I was tasked to write the Russian Multiplication Algorithm in any programming language without using any multiplication/division operators (or math methods from libraries etc.) except the shift operators. I used Java and this is my method:
public static int multiply(int a, int b) {
System.out.printf("%d %d\n",a,b);
if(b == 1 || b == -1 || a == 0)
return a;
int a0 = a << 1;
int b0 = b >>> 1;
int recursionResult = multiply(a0,b0);
if((b & 1) == 1)
recursionResult += a;
return recursionResult;
}
This works for me without any problems. However, I don't understand why it does for negative b.
I tried using the arithmetic right shift for dividing b by 2 at first. It failed, and when I looked at the output, I completely get why. Then I tried using the logic right shift just for fun (before maybe trying to invert b if it is negative, and inverting it back at the end), and it suddenly worked!

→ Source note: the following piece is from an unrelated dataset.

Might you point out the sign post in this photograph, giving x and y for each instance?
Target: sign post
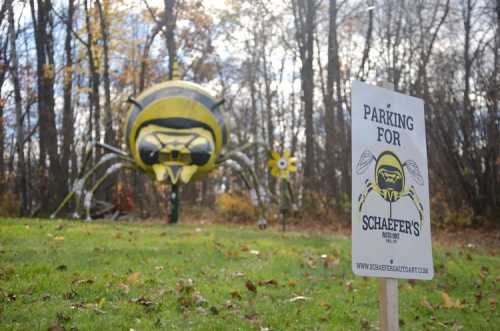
(391, 235)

The output looks like this (for a=11, b=-50, as an example):
11 -50
22 2147483623
44 1073741811
88 536870905
176 268435452
352 134217726
704 67108863
1408 33554431
2816 16777215
5632 8388607
11264 4194303
22528 2097151
45056 1048575
90112 524287
180224 262143
360448 131071
720896 65535
1441792 32767
2883584 16383
5767168 8191
11534336 4095
23068672 2047
46137344 1023
92274688 511
184549376 255
369098752 127
738197504 63
1476395008 31
-1342177280 15
1610612736 7
-1073741824 3
-2147483648 1
This looks quite random to me, but in the end, you get -550, the correct result. Can anyone explain this to me?